Kont Drakula"Nın Hapsedildiği Kaledeki Ceylan Yoluna "Su Engeli"
Roman ve filmlere konu olan "Kont Drakula" karakterinin esin kaynağı Eflak Voyvodası III. Vlad'ın esir tutulduğu rivayet edilen Tokat Kalesi'ndeki Ceylan yolunda su çıkması nedeniyle kazı çalışmaları güçlükle ilerliyor.
EKBER TÜRKOĞLU - Roman ve filmlere konu olan "Kont Drakula" karakterinin esin kaynağı Eflak Voyvodası III. Vlad'ın esir tutulduğu rivayet edilen Tokat Kalesi'ndeki Ceylan yolunda su çıkması nedeniyle kazı çalışmaları güçlükle ilerliyor.
İl Kültür ve Turizm Müdürü Adem Çakır, AA muhabirine yaptığı açıklamada, Tokat Kalesi'nin Bizans döneminde yapıldığını, en önemli özelliği şehir merkezinde bulunması olan kalenin 300 yıl boyunca cezaevi olarak kullanıldığını söyledi.
Kaledeki yolla ilgili kazı çalışmalarına başladıklarını ifade eden Çakır, "Ceylan yolu merdivenli tünel. Bu tür kalelerin bir çoğunda buna benze yapılar var. Biz Ceylan yolunda yaptığımız kazı çalışmasında buranın 'dehliz mi?' ona karar veremiyoruz. Çünkü kale eteğinde ciddi yapılaşma var. Benim tahminim su yataklarının değişmiş olabilir. Behzat deresi ve Yeşilırmağın şişmesinden dolayı bölgede ciddi zemin yükselmesi söz konusu." dedi.
Ceylan yolundaki kazıda yaklaşık 150 metreye ulaştıklarını anlatan Çakır, şöyle konuştu:
"Tahminen kalenin eteğindeki evlerin altına ulaşmış olmalıyız. Kazı yaptığımız ceylan yolunda en büyük sorun su çıkması, dolayısıyla kazı işi zorlaştı. Ciddi zorluklar gösteriyor. Hem toprak hem su çıkarmak ciddi sıkıntı. Su motoru ile çekmek mümkün değil. Gerekli çalışmayı yaptırdık. Oda çok ciddi bir maliyeti var. Kazı sezonun sonunda kazı çalışmasını durdurabiliriz. Orada kazı çalışması bitmeden kalenin diğer işlerine maalesef bakılamıyor."

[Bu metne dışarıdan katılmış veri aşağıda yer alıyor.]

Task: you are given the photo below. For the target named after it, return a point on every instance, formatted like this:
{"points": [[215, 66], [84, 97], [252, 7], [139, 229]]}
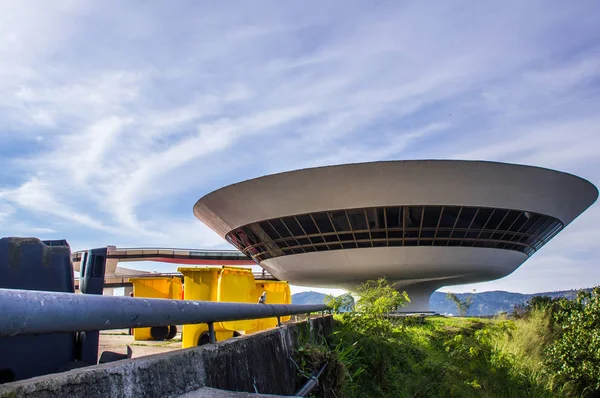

Çakır, Tokat kalesinde Eylül ayında bir filmin çekimine başlanacağını sözlerine ekledi.
- Tokat Kalesi
Kaynaklara göre, milattan sonra 5-6. yüzyılda yapıldığı tahmin edilen Tokat Kalesi'nin en eski yerleşimcileri, Komana Pontika'dan göçen Hristiyanlar oldu. İnşasının ardından uzun yıllar Doğu Roma İmparatorluğu'nun elinde kalan, 1074 yılında Danişmend Gazi tarafından ele geçirilen kale, Büyük Selçuklu Devleti'nin ardından Osmanlı Devleti'nin hakimiyetine geçti.
Surları, kesme taş ve moloz kullanılıp kademeli şekilde kaya kütlelerine oturtularak yapılan kalenin kuzey ve güney yönündeki duvarları, depremlerin de etkisiyle büyük ölçüde yıkılmış durumda. Bu yönde sadece bir burç ve ana kaya üzerindeki surlar görülebiliyor.